Watchdog group demands investigation of Transportation Secretary and Mitch McConnell’s wife, Elaine Chao

Mitch McConnell and Elaine Chao

The conflicts of interest of the Senate Majority Leader Mitch McConnell have been plentiful this year, with reports about investments in Kentucky by a Russian oligarch’s aluminum company, which McConnell helped by lifting sanctions. More and more the focus is also falling on Mitch McConnell’s wife, Transportation Secretary Elaine Chao. Now a report from the New York Times leaves little doubt about the tangled web of interests and ethical problems between McConnell, Chao, and at least three countries: China, Russia, and America.

Elaine Chao is the subject of a new call for ethics investigations by Scott Dworkin and the Democratic Coalition.

Elaine Chao’s father is James Chao, founder of the Foremost Group in 1964, a New York-based shipping, trading, and finance enterprise. He is also a board member of China State Shipbuilding. The Chao family have routinely met with top leaders of China as James Chao’s former schoolmate was a future president of China, Jiang Zemin. Now Elaine’s sister Angela runs Foremost.

Angela Chao has denied that Foremost has received $300 million in loans from a bank run by the Chinese government, the Export-Import Bank of China, or China Eximbank. The Times says the money extended until 2015. A detailed map shows that most of the ship routes lead back to China.

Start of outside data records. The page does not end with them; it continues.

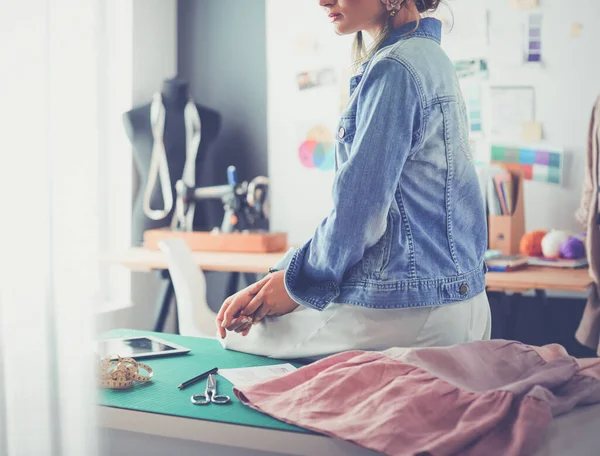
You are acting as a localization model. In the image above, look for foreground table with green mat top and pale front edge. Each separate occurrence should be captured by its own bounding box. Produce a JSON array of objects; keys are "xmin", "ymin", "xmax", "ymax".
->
[{"xmin": 97, "ymin": 329, "xmax": 600, "ymax": 456}]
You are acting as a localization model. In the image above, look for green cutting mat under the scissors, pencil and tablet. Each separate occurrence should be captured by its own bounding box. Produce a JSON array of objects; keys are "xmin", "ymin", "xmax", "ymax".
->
[{"xmin": 99, "ymin": 329, "xmax": 311, "ymax": 434}]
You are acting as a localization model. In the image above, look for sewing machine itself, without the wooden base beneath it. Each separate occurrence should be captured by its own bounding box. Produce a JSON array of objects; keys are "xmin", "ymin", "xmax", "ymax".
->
[{"xmin": 171, "ymin": 166, "xmax": 269, "ymax": 233}]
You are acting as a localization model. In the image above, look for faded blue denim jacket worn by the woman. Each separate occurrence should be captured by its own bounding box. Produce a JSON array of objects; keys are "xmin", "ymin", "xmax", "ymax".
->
[{"xmin": 283, "ymin": 18, "xmax": 487, "ymax": 310}]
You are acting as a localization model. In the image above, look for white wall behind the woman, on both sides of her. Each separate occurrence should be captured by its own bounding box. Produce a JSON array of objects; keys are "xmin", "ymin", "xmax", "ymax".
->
[{"xmin": 267, "ymin": 0, "xmax": 600, "ymax": 242}]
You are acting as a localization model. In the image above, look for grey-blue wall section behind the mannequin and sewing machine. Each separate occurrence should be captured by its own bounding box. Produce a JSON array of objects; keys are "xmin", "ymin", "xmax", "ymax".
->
[{"xmin": 178, "ymin": 0, "xmax": 267, "ymax": 309}]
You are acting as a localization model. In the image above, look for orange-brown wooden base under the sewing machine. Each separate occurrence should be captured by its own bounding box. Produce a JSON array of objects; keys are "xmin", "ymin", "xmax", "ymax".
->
[{"xmin": 144, "ymin": 228, "xmax": 288, "ymax": 253}]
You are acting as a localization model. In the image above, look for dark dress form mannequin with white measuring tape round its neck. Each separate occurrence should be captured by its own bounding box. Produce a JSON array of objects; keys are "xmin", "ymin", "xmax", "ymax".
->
[{"xmin": 123, "ymin": 78, "xmax": 221, "ymax": 246}]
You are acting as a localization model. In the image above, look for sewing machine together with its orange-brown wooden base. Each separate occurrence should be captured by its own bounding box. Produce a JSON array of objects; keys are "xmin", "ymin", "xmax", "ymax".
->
[{"xmin": 144, "ymin": 166, "xmax": 287, "ymax": 253}]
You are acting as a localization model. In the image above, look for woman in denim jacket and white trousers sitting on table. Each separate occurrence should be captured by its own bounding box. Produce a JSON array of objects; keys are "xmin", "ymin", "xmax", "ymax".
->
[{"xmin": 217, "ymin": 0, "xmax": 490, "ymax": 358}]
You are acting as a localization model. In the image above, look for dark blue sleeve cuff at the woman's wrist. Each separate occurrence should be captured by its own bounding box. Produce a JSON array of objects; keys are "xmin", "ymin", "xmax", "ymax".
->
[{"xmin": 284, "ymin": 243, "xmax": 340, "ymax": 310}]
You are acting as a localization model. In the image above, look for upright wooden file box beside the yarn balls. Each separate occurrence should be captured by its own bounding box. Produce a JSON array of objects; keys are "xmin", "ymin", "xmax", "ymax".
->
[{"xmin": 488, "ymin": 166, "xmax": 525, "ymax": 255}]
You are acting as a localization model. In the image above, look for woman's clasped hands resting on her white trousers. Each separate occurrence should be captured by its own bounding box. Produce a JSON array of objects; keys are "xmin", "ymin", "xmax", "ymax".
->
[{"xmin": 217, "ymin": 271, "xmax": 298, "ymax": 338}]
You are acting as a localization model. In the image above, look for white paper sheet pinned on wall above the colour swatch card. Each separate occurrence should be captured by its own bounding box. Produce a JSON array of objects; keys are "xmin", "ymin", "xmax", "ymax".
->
[{"xmin": 490, "ymin": 86, "xmax": 535, "ymax": 140}]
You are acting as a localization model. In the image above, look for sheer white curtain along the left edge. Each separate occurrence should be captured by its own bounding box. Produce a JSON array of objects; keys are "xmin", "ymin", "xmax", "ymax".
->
[{"xmin": 0, "ymin": 0, "xmax": 130, "ymax": 456}]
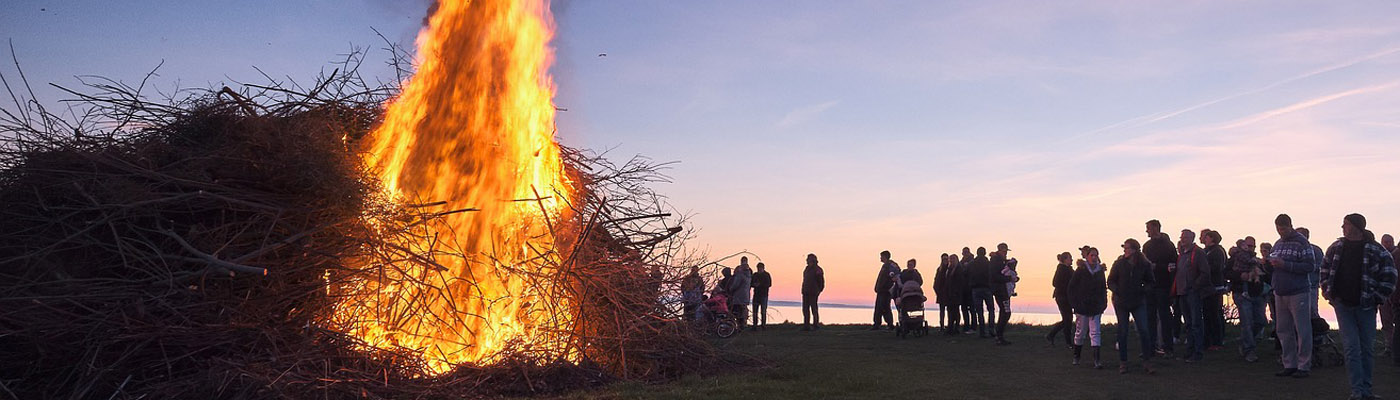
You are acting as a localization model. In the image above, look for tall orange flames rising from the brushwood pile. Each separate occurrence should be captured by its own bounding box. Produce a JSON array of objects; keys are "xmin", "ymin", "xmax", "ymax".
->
[{"xmin": 335, "ymin": 0, "xmax": 573, "ymax": 373}]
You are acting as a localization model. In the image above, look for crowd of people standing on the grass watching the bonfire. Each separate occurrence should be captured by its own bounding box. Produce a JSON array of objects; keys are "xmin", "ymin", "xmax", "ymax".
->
[{"xmin": 682, "ymin": 214, "xmax": 1400, "ymax": 399}]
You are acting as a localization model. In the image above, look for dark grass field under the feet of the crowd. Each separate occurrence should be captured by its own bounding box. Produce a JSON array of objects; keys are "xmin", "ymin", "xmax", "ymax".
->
[{"xmin": 543, "ymin": 324, "xmax": 1400, "ymax": 400}]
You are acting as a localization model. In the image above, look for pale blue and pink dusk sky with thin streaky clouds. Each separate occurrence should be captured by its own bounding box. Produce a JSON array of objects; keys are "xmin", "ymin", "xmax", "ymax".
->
[{"xmin": 0, "ymin": 0, "xmax": 1400, "ymax": 316}]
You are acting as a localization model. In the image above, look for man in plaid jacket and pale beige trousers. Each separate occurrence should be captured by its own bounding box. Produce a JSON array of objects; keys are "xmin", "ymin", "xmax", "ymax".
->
[{"xmin": 1268, "ymin": 214, "xmax": 1317, "ymax": 378}]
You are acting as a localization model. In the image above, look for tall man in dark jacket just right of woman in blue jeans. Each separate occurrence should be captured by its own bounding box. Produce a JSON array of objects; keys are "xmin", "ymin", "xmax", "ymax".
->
[{"xmin": 1142, "ymin": 220, "xmax": 1177, "ymax": 358}]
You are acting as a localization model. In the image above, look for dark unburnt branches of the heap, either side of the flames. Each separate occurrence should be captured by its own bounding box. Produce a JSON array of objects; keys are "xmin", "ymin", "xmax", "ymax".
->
[{"xmin": 0, "ymin": 56, "xmax": 739, "ymax": 399}]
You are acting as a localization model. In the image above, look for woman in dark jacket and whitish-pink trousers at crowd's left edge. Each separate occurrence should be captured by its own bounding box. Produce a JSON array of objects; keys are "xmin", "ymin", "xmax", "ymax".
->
[{"xmin": 1070, "ymin": 246, "xmax": 1109, "ymax": 369}]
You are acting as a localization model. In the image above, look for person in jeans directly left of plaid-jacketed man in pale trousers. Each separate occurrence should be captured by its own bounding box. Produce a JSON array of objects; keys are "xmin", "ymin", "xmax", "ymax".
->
[{"xmin": 1226, "ymin": 236, "xmax": 1267, "ymax": 362}]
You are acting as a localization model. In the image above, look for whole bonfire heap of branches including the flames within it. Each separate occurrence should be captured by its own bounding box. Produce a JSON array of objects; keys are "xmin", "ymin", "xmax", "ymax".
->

Last week attention focused on Chao when she failed to divest from her stock in a construction-materials company, Vulcan Materials Co., although she promised to divest herself when she was confirmed as U.S. transportation secretary in 2017. The company increased in value dramatically since she took the position in the Trump administration.

According to the Kentucky Courier-Journal:

“Ethics experts say that Chao’s ownership of the stock doesn’t present a legal conflict of interest, but they say it doesn’t look good to have the transportation secretary profiting from a company that does business with her cabinet — even if she does as she has promised and recuses herself from all matters involving Vulcan.”

Meanwhile, Senator McConnell is seeing a windfall from Russia, with an investment of $200 million in Kentucky from Russian oligarch Oleg Deripaska’s aluminum company Rusal and Braidy Industries, Inc., a U.S-based holding company. That investment came soon after McConnell used his position to ensure sanctions against Rusal were lifted despite everything Trump-Russia dominating the news.

These deep connections to the top of the Chinese government outlined in the Times article are obviously alarming but Chao failed to disclose them in her confirmation hearing.

“With Mr. Trump’s election, Ms. Chao was asked to join the administration. During her confirmation hearing, she did not discuss her family’s extensive ties to the Chinese maritime industry, and she did not disclose the various Chinese accolades she had received. The Senate’s written questionnaire requires nominees to list all honorary positions.”

The Transportation Department spokesman said, “It was an oversight.”

The Chao family has been particularly profitable for Mitch McConnell, who rose quickly to become one of the wealthiest senators thanks to their extravagant gifts. Chao’s extended family have been top contributors to the Republican Party of Kentucky for decades.

“In all, from 1989 through 2018, 13 members of the extended Chao family gave a combined $1.66 million to Republican candidates and committees, including $1.1 million to Mr. McConnell and political action committees tied to him, according to F.E.C. records.”

So when Chao apparently tried to bring a family member along on her first scheduled visit to China as a Trump cabinet member, it raised ethical questions from an official at the American Embassy in Beijing. A former State Department official called it “alarmingly inappropriate.”

While serving as Transportation Secretary, she has presided over reduced federal funding for programs that support the shipbuilding industry and ships that operate under American flags, even though America’s shipping industry struggles to compete with China.

Three ways Elaine Chao seemed to undermine the American shipping industry:

“The agency budget in 2017 and 2018 also proposed reducing annual grants for the Maritime Security Program, which help American ships pay crews and cover the cost of meeting safety and training requirements.

It also moved in the last three years to eliminate new funding for a grant program that helps small shipyards stay in business, as well as a program that provides loan guarantees for the construction or reconstruction of American-flagged vessels.”

The Times noted that Chao has not issued a detailed strategic plan for stabilizing the United States’ shrinking fleet. As Trump’s trade war with China escalates it seems doubtful that such a plan would be implemented in the near future.

Is it her fault or Trump’s fault? Who can say?

Elaine Chao traveled to China last April without family members present, but she for some reason chose to fly on a Chinese state airline instead of an American carrier although a United flight would have been less expensive.

Although this seems to be just typical behavior for the Trump administration, these are all red flags that would stand out like a sore thumb were it not for the constant ethical issues from today’s Washington.